The gruesome on-duty deaths of two Memphis sanitation workers on Feb 1, 1968 spurred a series of events that forever changed the struggle for worker safety and civil rights.

Now, 50 years later, the fight for safe working conditions and to establish and maintain our collective voice on the job is still continuing in 2018 — and we refuse to back down or forget.

Sanitation workers with SEIU 721 and AFSCME gathered at the Los Angeles City Hall on January 31 to hold moments of silence in memory of their fallen sanitation brothers, Echol Cole and Robert Walker. The SEIU 721 Executive Board also marked the 50th  anniversary at their meeting on February 1.

Tragically, the men were crushed to death in the compactor of a faulty city garbage truck, and their deaths led to the Memphis Sanitation Workers Strike 12 days later. More than 1,300 sanitation workers — fed up with unsafe working conditions, poverty wages, and the city’s refusal to recognize their union, AFSCME Local 1733 — took to the streets carrying now-infamous placards declaring “I Am A Man.”

Dr. Martin Luther King, Jr. went to Memphis to support the workers and delivered his “I’ve Been to the Mountaintop” speech to them on April 3, 1968. He was shot and killed the very next day.

It wasn’t until Dr. King’s assassination that the City of Memphis finally recognized the workers’ demands and put policies in place that brought an end to the strike.

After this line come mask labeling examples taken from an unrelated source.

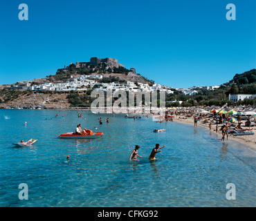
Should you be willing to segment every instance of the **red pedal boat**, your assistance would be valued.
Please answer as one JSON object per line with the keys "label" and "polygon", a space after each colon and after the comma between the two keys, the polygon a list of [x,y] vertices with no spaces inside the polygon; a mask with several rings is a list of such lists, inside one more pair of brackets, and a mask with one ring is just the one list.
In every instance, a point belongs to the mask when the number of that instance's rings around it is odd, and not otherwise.
{"label": "red pedal boat", "polygon": [[91,130],[86,130],[86,134],[82,133],[82,134],[77,134],[75,133],[65,133],[59,135],[60,138],[66,139],[95,139],[102,137],[102,132],[98,132],[94,133]]}

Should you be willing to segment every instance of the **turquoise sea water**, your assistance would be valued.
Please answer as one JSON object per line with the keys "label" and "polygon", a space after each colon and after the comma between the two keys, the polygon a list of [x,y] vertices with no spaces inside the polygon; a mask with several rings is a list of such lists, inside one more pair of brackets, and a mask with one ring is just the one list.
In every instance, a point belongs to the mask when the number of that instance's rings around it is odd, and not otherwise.
{"label": "turquoise sea water", "polygon": [[[79,113],[76,110],[0,110],[0,206],[256,206],[256,153],[248,146],[175,122]],[[57,138],[79,123],[104,135]],[[30,138],[38,140],[33,146],[12,145]],[[156,143],[166,146],[150,162]],[[143,157],[129,162],[136,144]],[[19,199],[21,183],[28,184],[28,200]],[[228,183],[236,200],[226,199]]]}

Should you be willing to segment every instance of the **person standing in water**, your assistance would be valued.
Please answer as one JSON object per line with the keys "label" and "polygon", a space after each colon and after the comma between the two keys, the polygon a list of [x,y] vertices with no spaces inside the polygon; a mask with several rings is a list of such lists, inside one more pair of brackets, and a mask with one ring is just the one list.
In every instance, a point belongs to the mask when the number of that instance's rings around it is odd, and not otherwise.
{"label": "person standing in water", "polygon": [[138,155],[138,150],[140,148],[140,146],[136,145],[135,146],[135,149],[131,152],[130,157],[129,158],[129,161],[131,160],[131,158],[134,160],[137,160],[137,156],[142,157],[142,156],[140,156]]}
{"label": "person standing in water", "polygon": [[194,126],[197,126],[197,121],[198,121],[198,117],[196,116],[194,116]]}
{"label": "person standing in water", "polygon": [[165,145],[164,145],[162,147],[159,147],[159,146],[160,146],[160,145],[158,144],[156,144],[156,147],[151,152],[150,156],[149,157],[149,160],[157,160],[157,159],[155,158],[155,155],[156,155],[156,153],[162,152],[162,151],[158,151],[158,150],[159,150],[162,148],[164,148],[165,146]]}

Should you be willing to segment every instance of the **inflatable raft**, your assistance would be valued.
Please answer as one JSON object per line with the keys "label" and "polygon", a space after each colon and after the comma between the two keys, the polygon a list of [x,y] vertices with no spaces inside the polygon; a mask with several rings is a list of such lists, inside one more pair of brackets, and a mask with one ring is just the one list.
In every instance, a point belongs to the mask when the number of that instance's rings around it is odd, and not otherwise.
{"label": "inflatable raft", "polygon": [[102,137],[102,132],[98,132],[94,133],[91,130],[86,131],[86,134],[82,133],[82,134],[77,134],[75,133],[65,133],[60,135],[58,137],[60,138],[66,138],[66,139],[95,139]]}
{"label": "inflatable raft", "polygon": [[27,141],[26,143],[26,144],[22,144],[21,143],[12,143],[13,145],[15,146],[31,146],[33,144],[34,144],[35,142],[37,142],[37,140],[35,139],[30,139],[30,140]]}

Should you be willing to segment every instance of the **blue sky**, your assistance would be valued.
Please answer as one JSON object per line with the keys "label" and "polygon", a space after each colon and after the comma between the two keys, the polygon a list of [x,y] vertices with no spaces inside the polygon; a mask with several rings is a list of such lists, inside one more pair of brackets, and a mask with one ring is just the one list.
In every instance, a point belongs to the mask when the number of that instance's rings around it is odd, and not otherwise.
{"label": "blue sky", "polygon": [[[28,21],[18,19],[20,3]],[[228,21],[228,3],[236,20]],[[91,57],[175,88],[219,85],[255,68],[255,1],[4,1],[0,84],[54,75]]]}

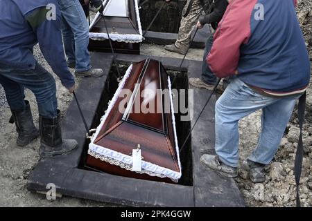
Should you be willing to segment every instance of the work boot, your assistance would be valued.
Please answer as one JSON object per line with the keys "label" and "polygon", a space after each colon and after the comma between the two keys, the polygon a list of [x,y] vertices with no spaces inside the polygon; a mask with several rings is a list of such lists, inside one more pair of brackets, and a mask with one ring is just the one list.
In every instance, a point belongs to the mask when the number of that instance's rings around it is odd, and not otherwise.
{"label": "work boot", "polygon": [[87,71],[75,72],[76,77],[99,77],[104,75],[102,69],[100,68],[91,68]]}
{"label": "work boot", "polygon": [[187,48],[177,48],[175,44],[168,44],[164,46],[164,49],[172,52],[185,55],[187,52]]}
{"label": "work boot", "polygon": [[23,109],[12,111],[10,122],[15,122],[16,131],[19,136],[16,141],[18,146],[25,146],[39,137],[39,131],[35,126],[28,101],[25,101]]}
{"label": "work boot", "polygon": [[200,162],[209,169],[216,171],[227,177],[234,178],[238,175],[237,169],[223,163],[219,160],[218,155],[204,154],[200,157]]}
{"label": "work boot", "polygon": [[41,143],[39,154],[42,157],[69,153],[77,147],[75,140],[62,140],[60,126],[60,113],[58,110],[55,118],[40,116]]}
{"label": "work boot", "polygon": [[242,163],[243,169],[249,171],[249,177],[253,182],[263,182],[266,181],[266,164],[262,164],[247,159]]}
{"label": "work boot", "polygon": [[76,68],[76,61],[67,61],[66,63],[67,64],[67,67],[71,68]]}
{"label": "work boot", "polygon": [[196,78],[191,77],[189,79],[189,83],[193,87],[196,87],[198,88],[213,90],[214,88],[214,85],[206,84],[200,78],[197,78],[197,77]]}

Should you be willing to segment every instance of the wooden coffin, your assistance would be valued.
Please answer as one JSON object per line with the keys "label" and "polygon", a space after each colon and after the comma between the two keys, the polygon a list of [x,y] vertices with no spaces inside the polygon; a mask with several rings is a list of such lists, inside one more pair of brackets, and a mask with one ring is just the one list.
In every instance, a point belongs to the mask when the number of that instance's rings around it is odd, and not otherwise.
{"label": "wooden coffin", "polygon": [[[105,0],[105,21],[114,50],[139,55],[143,41],[137,0]],[[89,27],[91,51],[111,52],[103,16],[98,12]]]}
{"label": "wooden coffin", "polygon": [[[128,96],[122,89],[128,89]],[[154,93],[146,96],[146,91]],[[146,111],[142,105],[153,108]],[[170,78],[162,64],[148,59],[130,66],[92,138],[87,166],[134,178],[177,182],[181,164],[173,113]],[[132,153],[138,146],[141,170],[133,171]]]}

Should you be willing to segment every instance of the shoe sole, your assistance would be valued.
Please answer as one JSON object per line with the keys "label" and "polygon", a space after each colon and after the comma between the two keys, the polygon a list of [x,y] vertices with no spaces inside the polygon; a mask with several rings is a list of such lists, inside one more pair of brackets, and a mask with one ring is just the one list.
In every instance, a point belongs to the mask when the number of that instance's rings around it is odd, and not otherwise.
{"label": "shoe sole", "polygon": [[208,90],[214,90],[214,88],[208,88],[208,87],[205,87],[205,86],[198,86],[198,85],[196,85],[195,84],[193,83],[189,83],[189,84],[191,84],[192,86],[197,88],[200,88],[200,89],[206,89]]}
{"label": "shoe sole", "polygon": [[174,50],[167,49],[166,48],[165,48],[165,50],[170,51],[171,52],[175,52],[175,53],[177,53],[177,54],[182,55],[184,55],[187,53],[187,52],[185,52],[185,53],[180,52],[178,52],[178,51]]}
{"label": "shoe sole", "polygon": [[208,168],[209,169],[215,171],[216,173],[218,173],[220,175],[222,175],[224,177],[229,177],[229,178],[235,178],[239,175],[239,173],[225,173],[223,171],[218,171],[214,168],[211,168],[209,167],[207,164],[206,164],[205,163],[202,162],[202,161],[200,161],[200,162],[202,163],[202,164],[203,164],[204,166],[205,166],[207,168]]}
{"label": "shoe sole", "polygon": [[28,145],[29,144],[31,144],[35,140],[37,140],[39,137],[40,135],[40,134],[38,132],[38,134],[36,134],[36,135],[33,135],[33,137],[30,138],[29,142],[26,142],[25,144],[20,143],[19,142],[19,139],[17,138],[17,140],[16,142],[16,144],[17,145],[18,147],[24,147],[24,146]]}
{"label": "shoe sole", "polygon": [[39,155],[40,155],[41,158],[50,158],[50,157],[53,157],[54,156],[59,155],[67,155],[69,153],[71,153],[71,151],[73,151],[73,150],[76,149],[77,147],[78,147],[78,144],[73,148],[72,148],[71,150],[68,151],[67,152],[53,152],[53,153],[45,153],[45,154],[43,154],[43,153],[39,152]]}
{"label": "shoe sole", "polygon": [[96,78],[96,77],[100,77],[104,75],[104,73],[98,75],[86,75],[86,74],[77,74],[75,73],[76,77],[91,77],[91,78]]}

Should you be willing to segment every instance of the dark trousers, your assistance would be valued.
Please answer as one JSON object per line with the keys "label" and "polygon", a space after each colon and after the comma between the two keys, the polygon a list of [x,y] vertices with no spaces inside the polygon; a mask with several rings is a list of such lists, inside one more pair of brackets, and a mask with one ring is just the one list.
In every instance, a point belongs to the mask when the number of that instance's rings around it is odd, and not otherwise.
{"label": "dark trousers", "polygon": [[12,110],[19,110],[26,106],[24,88],[28,88],[36,97],[39,114],[47,118],[56,117],[55,80],[38,63],[33,70],[0,64],[0,84]]}
{"label": "dark trousers", "polygon": [[[216,75],[212,73],[210,69],[208,64],[206,61],[206,58],[210,52],[210,50],[211,50],[212,45],[214,44],[214,35],[210,35],[209,37],[206,41],[206,45],[204,50],[204,57],[202,61],[202,80],[210,85],[214,85],[216,84],[217,78]],[[225,90],[225,88],[227,85],[229,84],[231,79],[231,77],[225,77],[223,81],[223,89]]]}

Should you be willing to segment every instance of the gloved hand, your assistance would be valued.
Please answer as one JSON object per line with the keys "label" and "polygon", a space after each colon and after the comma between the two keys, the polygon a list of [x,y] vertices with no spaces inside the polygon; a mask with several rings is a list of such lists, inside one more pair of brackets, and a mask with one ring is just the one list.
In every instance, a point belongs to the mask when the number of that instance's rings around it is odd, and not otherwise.
{"label": "gloved hand", "polygon": [[92,3],[94,6],[97,12],[103,14],[104,6],[101,0],[92,0]]}

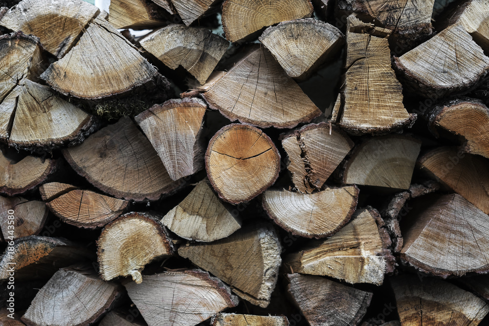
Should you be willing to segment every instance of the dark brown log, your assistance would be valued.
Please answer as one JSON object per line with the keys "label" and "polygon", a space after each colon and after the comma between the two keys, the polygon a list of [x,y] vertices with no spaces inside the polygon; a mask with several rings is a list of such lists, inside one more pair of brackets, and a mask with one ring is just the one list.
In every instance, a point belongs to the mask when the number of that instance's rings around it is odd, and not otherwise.
{"label": "dark brown log", "polygon": [[287,274],[289,292],[311,326],[356,325],[372,294],[319,276]]}
{"label": "dark brown log", "polygon": [[178,255],[228,283],[240,297],[266,307],[282,262],[280,242],[268,225],[252,225],[210,243],[187,243]]}
{"label": "dark brown log", "polygon": [[145,275],[143,280],[125,286],[150,325],[196,325],[239,303],[229,286],[199,269]]}

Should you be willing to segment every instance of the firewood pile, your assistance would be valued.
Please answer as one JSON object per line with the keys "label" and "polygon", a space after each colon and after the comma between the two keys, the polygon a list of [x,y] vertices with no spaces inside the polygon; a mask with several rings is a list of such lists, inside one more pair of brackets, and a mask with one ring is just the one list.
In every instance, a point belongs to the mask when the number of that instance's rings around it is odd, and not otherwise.
{"label": "firewood pile", "polygon": [[488,0],[1,4],[0,325],[489,325]]}

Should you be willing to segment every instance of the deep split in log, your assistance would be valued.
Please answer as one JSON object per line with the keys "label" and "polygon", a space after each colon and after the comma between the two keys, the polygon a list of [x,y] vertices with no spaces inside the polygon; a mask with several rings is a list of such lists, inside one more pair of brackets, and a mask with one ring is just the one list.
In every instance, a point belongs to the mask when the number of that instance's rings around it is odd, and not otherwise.
{"label": "deep split in log", "polygon": [[269,51],[258,45],[202,96],[229,120],[263,128],[291,128],[321,114]]}
{"label": "deep split in log", "polygon": [[199,99],[172,99],[134,117],[172,180],[193,174],[204,167],[200,134],[206,109]]}
{"label": "deep split in log", "polygon": [[97,241],[102,280],[130,275],[140,283],[145,265],[173,253],[171,239],[158,217],[130,213],[104,228]]}
{"label": "deep split in log", "polygon": [[356,187],[326,188],[312,194],[267,190],[263,208],[282,228],[305,238],[325,238],[350,220],[356,208]]}
{"label": "deep split in log", "polygon": [[229,284],[240,297],[265,307],[282,262],[280,242],[271,226],[253,226],[210,243],[188,243],[178,255]]}
{"label": "deep split in log", "polygon": [[139,43],[171,69],[181,65],[201,84],[205,83],[229,45],[206,28],[177,24],[157,29]]}
{"label": "deep split in log", "polygon": [[205,180],[198,183],[161,222],[180,238],[202,242],[226,238],[241,227],[240,219],[219,200]]}
{"label": "deep split in log", "polygon": [[390,238],[378,213],[369,208],[331,238],[286,260],[296,273],[330,276],[348,283],[380,285],[394,271]]}
{"label": "deep split in log", "polygon": [[150,325],[196,325],[239,303],[229,286],[199,269],[145,275],[143,280],[125,286]]}

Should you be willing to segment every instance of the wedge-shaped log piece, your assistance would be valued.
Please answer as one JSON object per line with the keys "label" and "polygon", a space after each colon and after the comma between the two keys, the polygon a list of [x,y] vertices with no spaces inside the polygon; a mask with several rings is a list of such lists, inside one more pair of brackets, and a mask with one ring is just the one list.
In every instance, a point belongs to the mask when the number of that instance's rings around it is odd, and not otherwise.
{"label": "wedge-shaped log piece", "polygon": [[407,189],[421,141],[398,135],[375,137],[354,149],[345,165],[345,183]]}
{"label": "wedge-shaped log piece", "polygon": [[165,13],[150,0],[111,0],[109,22],[118,29],[144,29],[165,23]]}
{"label": "wedge-shaped log piece", "polygon": [[489,312],[482,299],[445,281],[403,275],[391,284],[403,326],[478,325]]}
{"label": "wedge-shaped log piece", "polygon": [[401,222],[402,260],[446,278],[489,271],[489,220],[458,194],[427,195],[413,202]]}
{"label": "wedge-shaped log piece", "polygon": [[[92,258],[86,249],[66,239],[30,236],[17,239],[0,257],[0,280],[8,278],[13,266],[16,280],[50,277],[61,267]],[[15,262],[15,264],[9,263]]]}
{"label": "wedge-shaped log piece", "polygon": [[[44,201],[0,196],[0,230],[3,239],[10,239],[13,236],[11,239],[17,239],[38,234],[44,226],[47,212]],[[9,216],[13,218],[9,218]],[[11,220],[13,224],[9,222]]]}
{"label": "wedge-shaped log piece", "polygon": [[[58,58],[65,55],[90,21],[99,14],[82,0],[23,0],[0,20],[0,25],[41,39],[43,47]],[[99,58],[101,59],[101,58]]]}
{"label": "wedge-shaped log piece", "polygon": [[414,119],[404,107],[402,87],[391,67],[389,35],[353,14],[348,17],[344,101],[339,124],[349,133],[387,133]]}
{"label": "wedge-shaped log piece", "polygon": [[131,275],[140,283],[145,265],[173,253],[173,243],[158,220],[147,213],[129,213],[104,228],[97,241],[102,280]]}
{"label": "wedge-shaped log piece", "polygon": [[22,194],[44,182],[56,167],[56,161],[28,156],[18,162],[0,153],[0,194]]}
{"label": "wedge-shaped log piece", "polygon": [[285,316],[255,316],[239,314],[219,313],[211,321],[212,326],[289,326]]}
{"label": "wedge-shaped log piece", "polygon": [[319,239],[339,230],[352,217],[358,199],[356,187],[326,188],[311,195],[267,190],[263,208],[277,224],[292,234]]}
{"label": "wedge-shaped log piece", "polygon": [[226,238],[241,227],[241,221],[219,200],[205,180],[198,183],[161,222],[181,238],[203,242]]}
{"label": "wedge-shaped log piece", "polygon": [[158,76],[161,78],[137,49],[100,17],[69,53],[41,75],[62,94],[84,99],[124,93]]}
{"label": "wedge-shaped log piece", "polygon": [[345,43],[339,30],[313,18],[281,22],[268,27],[259,40],[287,74],[307,78]]}
{"label": "wedge-shaped log piece", "polygon": [[139,41],[141,46],[171,69],[179,65],[203,84],[229,43],[207,28],[172,24]]}
{"label": "wedge-shaped log piece", "polygon": [[178,254],[230,285],[241,298],[265,307],[282,262],[280,242],[271,226],[253,226],[211,243],[188,243]]}
{"label": "wedge-shaped log piece", "polygon": [[308,125],[282,138],[292,181],[305,193],[320,189],[354,145],[339,128],[325,122]]}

The fight for workplace safety and maintaining our unions continues in the face of the “Right to Work (for less)” attack, which even Dr. King spoke out against, calling it a “false slogan” designed to “rob us of our civil rights and job rights.”

According to the US Bureau of Labor Statistics, sanitation work is the fifth-deadliest job in the US, with fatality rates and safety issues even worse for non-unionized workers. LA City Sanitation worker and SEIU 721 E-board member Simboa Wright said he’s proud his profession was so pivotal in Civil Rights history and wants the public to remember how vital sanitation workers are to our communities.

“These sanitation workers in Memphis just wanted rights, safety and to have a union. Fast-forward 50 years later and we’re still faced with the same thing, trying to keep our unions that these people died for and gave their blood, sweat and tears for,” he said. “Dr. Martin Luther King went down to Memphis against “Right to Work” and so for history to repeat itself in 2018 is just ridiculous. That’s why we’re continuing to fight and that’s why we refuse to let them be forgotten.”